Edith Kurzweil’s book of letters and laws paints the horrific picture of what befell us without ever having to be explicit. This collection of letters, handed to her when her mother was ninety-two years of age, accurately portrays the experiences of just one family – a snapshot into history, and the courage of the victims who describe their situations in letters that they knew would be opened and read by censors.
The first portion of Nazi Laws and Jewish Lives includes the series of letters written from April, 1940, through November, 1941.
We read about the dehumanization of Jews through the Nuremberg Laws. Although Kurzweil only lists some of numbers 85 through 345, we get the idea. As matters progressed from bad to worse, Jews were prohibited from riding on public transport (except, of course, cattle cars to their deaths), telephones (both public and private), ordinary food shopping (except a limited one hour period, during which the shelves in the stores were almost guaranteed to be empty), banned from gainful employment and banned, of course, from legal emigration.

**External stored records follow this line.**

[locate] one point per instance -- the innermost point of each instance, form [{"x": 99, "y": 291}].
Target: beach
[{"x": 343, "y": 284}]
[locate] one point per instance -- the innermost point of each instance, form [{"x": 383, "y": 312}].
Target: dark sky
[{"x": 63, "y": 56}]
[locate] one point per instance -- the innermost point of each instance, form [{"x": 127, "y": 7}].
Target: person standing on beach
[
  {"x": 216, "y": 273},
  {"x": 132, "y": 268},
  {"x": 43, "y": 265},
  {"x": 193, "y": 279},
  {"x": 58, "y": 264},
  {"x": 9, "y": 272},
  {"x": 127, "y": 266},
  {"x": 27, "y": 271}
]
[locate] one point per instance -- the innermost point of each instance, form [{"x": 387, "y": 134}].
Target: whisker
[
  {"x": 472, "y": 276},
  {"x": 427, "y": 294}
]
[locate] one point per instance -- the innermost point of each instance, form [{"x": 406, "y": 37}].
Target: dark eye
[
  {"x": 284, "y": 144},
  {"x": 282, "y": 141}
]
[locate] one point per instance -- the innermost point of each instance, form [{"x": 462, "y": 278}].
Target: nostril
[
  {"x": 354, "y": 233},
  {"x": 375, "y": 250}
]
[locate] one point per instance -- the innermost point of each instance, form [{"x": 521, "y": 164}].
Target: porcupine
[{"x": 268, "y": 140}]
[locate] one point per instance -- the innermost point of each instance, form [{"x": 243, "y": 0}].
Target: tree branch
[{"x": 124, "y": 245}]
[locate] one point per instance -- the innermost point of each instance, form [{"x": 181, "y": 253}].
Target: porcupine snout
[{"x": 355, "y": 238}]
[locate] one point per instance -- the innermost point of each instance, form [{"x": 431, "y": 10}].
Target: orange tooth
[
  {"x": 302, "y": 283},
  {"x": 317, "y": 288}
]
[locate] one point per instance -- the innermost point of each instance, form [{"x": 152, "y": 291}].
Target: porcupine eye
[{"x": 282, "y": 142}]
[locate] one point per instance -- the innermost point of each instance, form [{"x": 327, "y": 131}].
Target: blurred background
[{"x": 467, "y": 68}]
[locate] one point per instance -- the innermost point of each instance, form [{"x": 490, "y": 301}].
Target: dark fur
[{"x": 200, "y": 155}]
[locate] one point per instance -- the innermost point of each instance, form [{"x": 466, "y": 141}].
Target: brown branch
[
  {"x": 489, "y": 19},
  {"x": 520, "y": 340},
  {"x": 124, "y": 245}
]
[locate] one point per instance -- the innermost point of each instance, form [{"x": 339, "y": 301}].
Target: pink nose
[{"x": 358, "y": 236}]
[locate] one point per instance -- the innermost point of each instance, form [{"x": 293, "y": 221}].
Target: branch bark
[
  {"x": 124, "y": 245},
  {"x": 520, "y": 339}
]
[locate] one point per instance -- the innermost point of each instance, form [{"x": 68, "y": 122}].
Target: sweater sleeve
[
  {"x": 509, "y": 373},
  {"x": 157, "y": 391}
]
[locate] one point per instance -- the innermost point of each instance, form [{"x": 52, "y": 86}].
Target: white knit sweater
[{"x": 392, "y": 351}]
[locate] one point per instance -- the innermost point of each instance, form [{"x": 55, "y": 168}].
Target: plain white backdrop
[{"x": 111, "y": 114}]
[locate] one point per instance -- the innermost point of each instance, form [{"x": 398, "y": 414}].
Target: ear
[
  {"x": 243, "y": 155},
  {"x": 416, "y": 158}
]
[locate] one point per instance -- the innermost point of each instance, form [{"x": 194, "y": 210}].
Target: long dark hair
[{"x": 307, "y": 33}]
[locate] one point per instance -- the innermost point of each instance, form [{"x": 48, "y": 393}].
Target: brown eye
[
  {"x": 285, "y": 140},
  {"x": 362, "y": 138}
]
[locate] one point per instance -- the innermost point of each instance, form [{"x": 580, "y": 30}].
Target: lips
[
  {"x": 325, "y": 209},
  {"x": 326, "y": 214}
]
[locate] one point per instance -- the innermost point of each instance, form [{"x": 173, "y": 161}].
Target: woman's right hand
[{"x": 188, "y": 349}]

It was not like today’s time of almost instantaneous communication – telephone, television, Internet. Information was scarce and hard to come by, not least because of the war. Family members were concerned about obtaining high-priced visas and travel documents as well as funding the high cost of steamship travel for desperate relatives trying to escape. There was great concern for those elderly members who were suffering infirmities, and the scarcities of essential foodstuffs.
Even when American family members were successful in getting food packages delivered to their German, Austrian and other European relations, the Nazi regimes cruelly deducted these from the normally rationed caloric allowances – already having been reduced because the recipients were Jewish.
We read many new books of “Holocaust Literature” that bluntly scream of killings, incineration and catastrophe. This book very quietly whispers of the simple banality of everyday evil in the lives of the victims of the Shoah.